3. Depreciation in Resale Value of Vehicle

No one wants to buy a vehicle that is altered with the aftermarket engine parts, especially those that are critical for the engine. Due to this reason, modifying your car with a straight pipe exhaust system will also reduce its resale value.

How Much Horsepower Can Be Increased in a Straight Pipe Exhaust System?

If your stock system was already free-flowing, a straight pipe may only net you 8-10 extra ponies. But if your OEM setup was bottlenecked and restrictive, you could gain a healthy 15 horsepower or more with a straight pipe upgrade.

Beyond going to a full straight pipe system, you can also unlock extra power with a less radical cat-back exhaust upgrade. This maintains the catalytic converter for emissions compliance but replaces the stock muffler and tailpipe with larger-diameter tubing. Going this route generally costs $400-1,000 but doesn’t deliver quite as much of a kick as a full straight pipe.

When you are ready to really uncork your ride’s potential, a complete straight pipe system opens up the most additional horsepower for your dollar. With this simple bolt-on upgrade costing as little as $100-300, that extra muscle won’t break the bank.

Will Upgrading To Straight Pipe Exhaust Trigger Error Codes?

Installing a straight pipe exhaust system by removing the catalytic converter and other emissions components can often trigger error codes and dashboard warning lights.

This is because the oxygen sensors and other sensors detect the change in emissions from removing pollution control components.
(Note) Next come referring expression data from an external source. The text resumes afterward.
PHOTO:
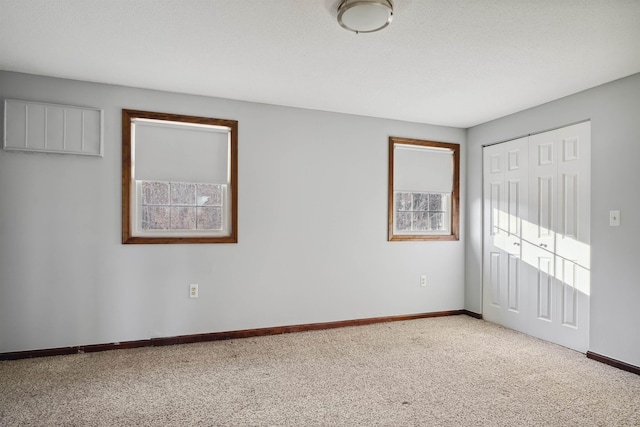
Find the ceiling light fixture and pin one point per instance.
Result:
(365, 16)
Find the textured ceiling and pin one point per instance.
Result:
(453, 62)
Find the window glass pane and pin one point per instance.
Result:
(420, 201)
(183, 194)
(403, 221)
(436, 202)
(403, 201)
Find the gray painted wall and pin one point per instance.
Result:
(614, 110)
(312, 230)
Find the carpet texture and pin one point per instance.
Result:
(448, 371)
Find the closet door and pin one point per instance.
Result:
(505, 199)
(556, 236)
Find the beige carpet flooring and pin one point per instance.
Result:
(450, 371)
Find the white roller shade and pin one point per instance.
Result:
(180, 153)
(423, 169)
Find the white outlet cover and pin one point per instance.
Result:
(614, 218)
(193, 290)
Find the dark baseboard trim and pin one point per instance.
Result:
(218, 336)
(471, 314)
(613, 362)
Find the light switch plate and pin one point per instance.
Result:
(614, 218)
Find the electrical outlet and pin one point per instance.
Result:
(614, 218)
(193, 290)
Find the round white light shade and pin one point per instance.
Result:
(365, 16)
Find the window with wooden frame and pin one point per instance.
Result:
(179, 178)
(424, 190)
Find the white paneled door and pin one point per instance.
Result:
(536, 274)
(505, 189)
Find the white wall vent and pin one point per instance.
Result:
(51, 128)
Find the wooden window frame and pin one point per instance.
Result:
(454, 233)
(127, 144)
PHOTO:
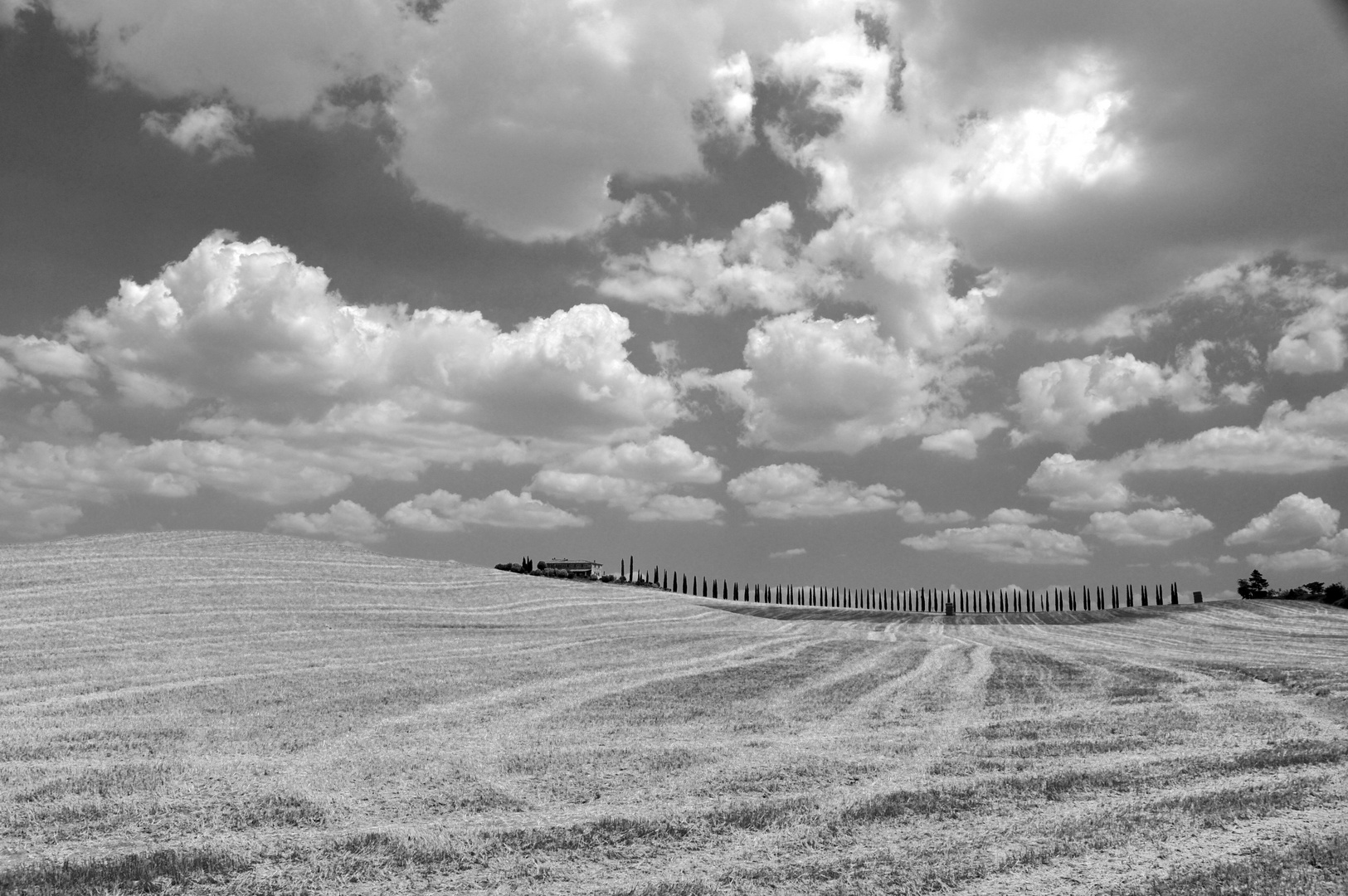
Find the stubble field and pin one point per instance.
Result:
(233, 713)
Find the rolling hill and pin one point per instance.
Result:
(222, 712)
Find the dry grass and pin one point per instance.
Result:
(226, 713)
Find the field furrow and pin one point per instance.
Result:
(247, 714)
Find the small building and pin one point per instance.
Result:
(575, 569)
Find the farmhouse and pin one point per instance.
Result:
(576, 569)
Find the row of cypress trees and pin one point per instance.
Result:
(914, 600)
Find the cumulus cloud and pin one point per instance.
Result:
(817, 384)
(963, 441)
(1147, 527)
(1015, 515)
(211, 129)
(344, 520)
(442, 511)
(286, 392)
(1296, 519)
(1063, 399)
(1080, 485)
(47, 358)
(757, 267)
(1007, 543)
(912, 512)
(1287, 441)
(679, 509)
(798, 490)
(631, 476)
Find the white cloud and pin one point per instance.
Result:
(758, 267)
(344, 520)
(1240, 392)
(1063, 399)
(1015, 515)
(1312, 343)
(679, 509)
(213, 129)
(729, 112)
(1007, 543)
(797, 490)
(442, 511)
(815, 384)
(963, 441)
(1287, 441)
(49, 358)
(1078, 485)
(1147, 527)
(912, 512)
(631, 476)
(1293, 520)
(290, 392)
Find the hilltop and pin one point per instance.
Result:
(254, 713)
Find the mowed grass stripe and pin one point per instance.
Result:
(349, 723)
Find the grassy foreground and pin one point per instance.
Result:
(232, 713)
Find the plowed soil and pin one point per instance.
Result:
(237, 713)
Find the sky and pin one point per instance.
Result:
(888, 294)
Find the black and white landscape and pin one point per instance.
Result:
(312, 313)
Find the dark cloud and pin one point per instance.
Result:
(86, 197)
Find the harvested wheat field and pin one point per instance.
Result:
(246, 714)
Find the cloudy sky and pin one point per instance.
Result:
(877, 294)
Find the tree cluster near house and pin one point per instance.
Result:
(1257, 587)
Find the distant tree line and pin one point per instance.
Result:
(1257, 587)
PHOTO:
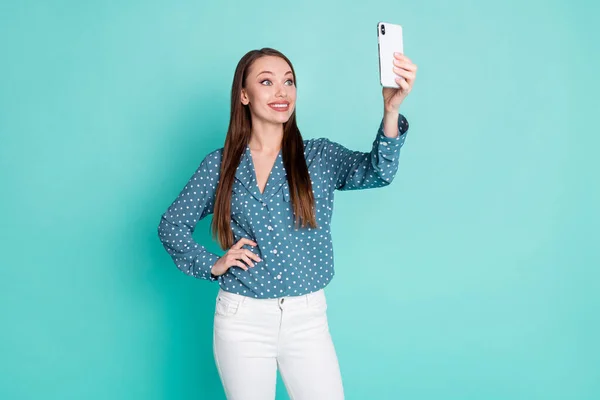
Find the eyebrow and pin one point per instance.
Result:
(269, 72)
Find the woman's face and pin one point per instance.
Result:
(265, 90)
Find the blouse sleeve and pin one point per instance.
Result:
(177, 224)
(353, 170)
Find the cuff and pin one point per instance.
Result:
(397, 142)
(208, 261)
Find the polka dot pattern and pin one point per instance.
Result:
(295, 261)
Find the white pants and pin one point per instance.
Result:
(253, 337)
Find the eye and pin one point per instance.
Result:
(267, 80)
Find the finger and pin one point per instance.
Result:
(242, 242)
(247, 260)
(403, 84)
(253, 256)
(409, 76)
(241, 265)
(405, 65)
(400, 56)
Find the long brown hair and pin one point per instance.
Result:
(238, 137)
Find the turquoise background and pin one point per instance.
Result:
(473, 276)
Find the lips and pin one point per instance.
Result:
(280, 106)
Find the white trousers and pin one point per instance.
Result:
(252, 338)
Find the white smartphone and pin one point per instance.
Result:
(389, 41)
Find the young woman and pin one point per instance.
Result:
(271, 193)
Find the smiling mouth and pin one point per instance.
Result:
(279, 106)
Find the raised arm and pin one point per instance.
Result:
(353, 170)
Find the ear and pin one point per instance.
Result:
(244, 97)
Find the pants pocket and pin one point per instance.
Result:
(226, 307)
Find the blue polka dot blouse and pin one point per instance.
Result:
(294, 261)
Common error codes triggered include P0420 for catalytic converter efficiency, P0135 and P0141 for oxygen sensor issues, and P0101 for mass air flow sensor issues.

Newer OBDII vehicles may go into “limp mode” which reduces performance. The check engine light will come on indicating problems detected.

Methods like using oxygen sensor spacers or simulator adapters can trick the sensors into thinking the catalytic converter is still present. A proper ECU tune is often required as well to disable monitoring of deleted components and turn off triggered codes.

Some First Hand Experiences Of Different Users Shared In Communities

Our team conducted research across various online communities, forums, and subreddits to gather user comments and opinions on “Straight piping exhaust”. Here’s what they say:

User 1:

Just straight-piped my ’08 Mustang GT. The sound is incredible, but be warned, it’s LOUD. I initially loved the roar, but it’s not ideal for long drives. However, the power gain feels noticeable. If you’re considering it, remember it’s not just about the sound; the performance change is significant too.

User 2:

I straight-piped my Honda Civic as a fun project. It was great at first, but for daily driving, it’s a bit impractical. The noise gets tiring, and I’ve had a couple of complaints from neighbors. Make sure you’re ready for the attention, not all of it good.

User 3:

My neighbor straight-piped his Dodge Challenger. It sounds cool, but it’s extremely loud early in the morning. If you’re living in a suburban area, think about how it’ll affect your neighbors. Not everyone appreciates the roar of a muscle car at 7 AM.

User 4:

I straight piped my Chevy Silverado as a DIY project. The result was surprisingly good, but welding was a challenge. Make sure you have the right tools or get a pro to do it.